AFGE Praises Reintroduction of Contracting Reform Bill
CLEAN UP bill would restore integrity to federal sourcing process
WASHINGTON, May 13, 2011 /PRNewswire-USNewswire/ -- The American Federation of Government Employees today applauded Sen. Barbara Mikulski, D-Md., and Rep. John Sarbanes, D-Md., for reintroducing legislation that would put a halt to the rampant outsourcing of inherently governmental functions.
"The Mikulski-Sarbanes CLEAN UP Act is vital to any serious effort to save taxpayer dollars and restore integrity to the federal sourcing process," AFGE National President John Gage said. "All Americans who depend on the federal government for important services are indebted to them for their courageous leadership."
The CLEAN UP (Correction of Longstanding Errors in Agencies Unsustainable Procurements) Act would:
- Establish overarching principles to govern sourcing. This would ensure that functions deemed inherently governmental, closely associated with inherently governmental or mission-essential are performed by reliable and experienced federal employees. Other functions would shift between federal employees and contractors, depending on which is more efficient and effective, consistent with agency needs and any competition requirements.
- Encourage agencies to insource new functions in order to avoid sole-source and limited competition contracts.
- Ensure that agencies incrementally insource inherently governmental, closely associated with inherently governmental, and mission-essential functions that have been wrongly contracted out.
- Ensure that agencies identify where they are experiencing or expect to experience shortages of federal employees.
- Establish internal business process reengineering as an alternative to the costly and controversial OMB Circular A-76 privatization process.
- Recommend that critically needed reforms to the A-76 process finally be undertaken.
The CLEAN UP Act would build on previous actions by Congress to restore fairness to the contracting out process. Congress already has passed legislation that requires agencies to conduct formal cost comparisons before any work can be outsourced; excludes health care and retirement costs from the cost comparison process to prevent contractors from winning contracts by providing bad benefits; establishes basic bid protest rights for federal employees; requires agencies to inventory their service contracts to identify contracts that are poorly performed, include inherently governmental functions, or cost too much; suspends the infamous OMB Circular A-76 privatization process; and requires that agencies give "special consideration" to insourcing functions that can be performed more efficiently in-house or are so important or sensitive that they never should have been outsourced in the first place.

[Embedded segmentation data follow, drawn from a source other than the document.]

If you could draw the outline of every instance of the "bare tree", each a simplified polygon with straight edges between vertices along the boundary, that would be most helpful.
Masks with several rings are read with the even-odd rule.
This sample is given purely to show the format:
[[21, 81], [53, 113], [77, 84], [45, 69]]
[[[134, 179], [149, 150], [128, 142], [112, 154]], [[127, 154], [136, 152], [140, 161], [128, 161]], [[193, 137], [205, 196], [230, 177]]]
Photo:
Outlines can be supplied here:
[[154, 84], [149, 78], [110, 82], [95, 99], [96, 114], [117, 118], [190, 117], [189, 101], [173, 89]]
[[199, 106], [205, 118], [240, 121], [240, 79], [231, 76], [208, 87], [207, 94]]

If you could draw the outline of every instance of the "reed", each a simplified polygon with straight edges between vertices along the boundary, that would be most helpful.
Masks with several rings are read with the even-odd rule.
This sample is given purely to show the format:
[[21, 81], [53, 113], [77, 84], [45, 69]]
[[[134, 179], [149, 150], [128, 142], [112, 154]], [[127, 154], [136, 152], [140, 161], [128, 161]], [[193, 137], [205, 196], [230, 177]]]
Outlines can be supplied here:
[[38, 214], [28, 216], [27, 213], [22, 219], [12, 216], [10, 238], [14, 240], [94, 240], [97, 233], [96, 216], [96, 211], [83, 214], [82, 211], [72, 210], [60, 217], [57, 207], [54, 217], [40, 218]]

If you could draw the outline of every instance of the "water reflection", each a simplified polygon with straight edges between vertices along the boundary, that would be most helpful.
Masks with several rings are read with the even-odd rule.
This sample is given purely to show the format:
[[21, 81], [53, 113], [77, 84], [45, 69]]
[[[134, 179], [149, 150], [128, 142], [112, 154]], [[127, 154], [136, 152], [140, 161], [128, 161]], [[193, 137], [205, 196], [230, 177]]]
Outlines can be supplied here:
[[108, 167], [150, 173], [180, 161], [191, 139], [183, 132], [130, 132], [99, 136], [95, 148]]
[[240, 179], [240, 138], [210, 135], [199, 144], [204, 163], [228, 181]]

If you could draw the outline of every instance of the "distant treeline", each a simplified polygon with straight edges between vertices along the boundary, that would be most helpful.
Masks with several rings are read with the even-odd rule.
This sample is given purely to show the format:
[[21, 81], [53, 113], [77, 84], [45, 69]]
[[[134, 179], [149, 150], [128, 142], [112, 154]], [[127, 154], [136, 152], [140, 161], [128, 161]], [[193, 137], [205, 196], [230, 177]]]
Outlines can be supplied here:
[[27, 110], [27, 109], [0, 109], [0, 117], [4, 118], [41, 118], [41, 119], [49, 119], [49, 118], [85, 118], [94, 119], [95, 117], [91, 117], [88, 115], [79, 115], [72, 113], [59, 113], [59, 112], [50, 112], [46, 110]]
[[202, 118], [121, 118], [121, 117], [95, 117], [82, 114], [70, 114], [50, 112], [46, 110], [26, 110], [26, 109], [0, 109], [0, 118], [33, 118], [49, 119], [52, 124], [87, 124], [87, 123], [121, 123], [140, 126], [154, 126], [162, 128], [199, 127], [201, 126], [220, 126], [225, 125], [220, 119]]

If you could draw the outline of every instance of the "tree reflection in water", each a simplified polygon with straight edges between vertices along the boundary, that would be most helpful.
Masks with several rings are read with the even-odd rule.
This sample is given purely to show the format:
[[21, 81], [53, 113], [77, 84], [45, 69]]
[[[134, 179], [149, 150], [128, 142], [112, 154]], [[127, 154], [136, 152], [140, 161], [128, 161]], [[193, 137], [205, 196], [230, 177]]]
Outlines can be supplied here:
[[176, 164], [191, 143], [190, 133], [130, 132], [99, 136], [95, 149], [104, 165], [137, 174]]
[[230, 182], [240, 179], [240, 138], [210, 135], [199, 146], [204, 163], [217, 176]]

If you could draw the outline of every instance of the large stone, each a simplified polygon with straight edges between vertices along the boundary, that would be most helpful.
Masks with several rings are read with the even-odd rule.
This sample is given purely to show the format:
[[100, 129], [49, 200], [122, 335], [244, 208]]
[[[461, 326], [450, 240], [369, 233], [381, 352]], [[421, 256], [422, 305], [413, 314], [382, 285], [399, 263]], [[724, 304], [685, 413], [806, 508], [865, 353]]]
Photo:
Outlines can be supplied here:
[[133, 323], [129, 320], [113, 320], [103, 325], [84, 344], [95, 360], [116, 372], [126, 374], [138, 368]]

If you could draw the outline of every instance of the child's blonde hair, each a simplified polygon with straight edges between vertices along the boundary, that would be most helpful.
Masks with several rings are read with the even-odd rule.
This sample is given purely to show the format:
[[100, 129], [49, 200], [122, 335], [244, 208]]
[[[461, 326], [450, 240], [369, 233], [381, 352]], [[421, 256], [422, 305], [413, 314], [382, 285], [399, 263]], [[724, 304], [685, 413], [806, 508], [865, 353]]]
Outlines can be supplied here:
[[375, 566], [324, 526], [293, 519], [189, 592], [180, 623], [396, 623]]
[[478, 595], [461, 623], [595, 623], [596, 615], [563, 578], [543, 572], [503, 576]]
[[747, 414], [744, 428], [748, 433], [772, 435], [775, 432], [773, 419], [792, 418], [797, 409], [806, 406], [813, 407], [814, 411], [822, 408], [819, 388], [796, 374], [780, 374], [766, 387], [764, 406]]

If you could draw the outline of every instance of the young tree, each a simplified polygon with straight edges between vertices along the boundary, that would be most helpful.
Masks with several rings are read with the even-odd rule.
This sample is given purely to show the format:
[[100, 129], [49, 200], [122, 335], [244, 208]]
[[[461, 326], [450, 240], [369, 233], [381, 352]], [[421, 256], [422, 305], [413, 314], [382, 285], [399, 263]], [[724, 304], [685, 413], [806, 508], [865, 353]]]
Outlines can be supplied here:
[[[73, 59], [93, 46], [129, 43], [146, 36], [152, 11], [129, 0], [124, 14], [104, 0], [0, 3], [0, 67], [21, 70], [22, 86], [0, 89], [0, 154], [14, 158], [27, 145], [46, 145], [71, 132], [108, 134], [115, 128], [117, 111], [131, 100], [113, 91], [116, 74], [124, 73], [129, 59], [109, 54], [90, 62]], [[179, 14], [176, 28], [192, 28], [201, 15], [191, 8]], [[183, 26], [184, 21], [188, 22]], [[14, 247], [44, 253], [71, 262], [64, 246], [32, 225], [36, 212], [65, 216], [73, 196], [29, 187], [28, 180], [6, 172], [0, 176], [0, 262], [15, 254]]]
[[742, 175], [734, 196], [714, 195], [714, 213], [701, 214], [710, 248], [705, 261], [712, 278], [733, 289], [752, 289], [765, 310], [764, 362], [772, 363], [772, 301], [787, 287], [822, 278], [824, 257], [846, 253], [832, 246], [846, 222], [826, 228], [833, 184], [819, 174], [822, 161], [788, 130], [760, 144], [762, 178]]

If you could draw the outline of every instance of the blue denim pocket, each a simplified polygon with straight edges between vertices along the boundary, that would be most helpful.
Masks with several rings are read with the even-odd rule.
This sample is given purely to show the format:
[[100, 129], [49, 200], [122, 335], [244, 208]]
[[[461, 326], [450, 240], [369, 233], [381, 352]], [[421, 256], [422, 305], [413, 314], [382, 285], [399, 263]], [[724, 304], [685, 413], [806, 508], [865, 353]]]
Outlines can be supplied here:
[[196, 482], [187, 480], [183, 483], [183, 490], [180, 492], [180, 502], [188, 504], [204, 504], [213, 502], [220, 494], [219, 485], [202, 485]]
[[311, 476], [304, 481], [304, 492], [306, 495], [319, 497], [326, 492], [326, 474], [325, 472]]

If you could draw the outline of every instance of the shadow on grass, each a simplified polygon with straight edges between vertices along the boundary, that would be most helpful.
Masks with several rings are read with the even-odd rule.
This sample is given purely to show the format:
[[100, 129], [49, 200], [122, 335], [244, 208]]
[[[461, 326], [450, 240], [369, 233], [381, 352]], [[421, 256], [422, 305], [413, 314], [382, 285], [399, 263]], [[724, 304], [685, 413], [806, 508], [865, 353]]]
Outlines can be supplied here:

"AFGE is proud that so many of the sourcing policies we have championed have become law, benefiting taxpayers and all Americans who depend on the federal government for important services," Gage said. "The CLEAN UP Act is the logical next step."
The American Federation of Government Employees (AFGE) is the largest federal employee union, representing 625,000 workers in the federal government and the government of the District of Columbia.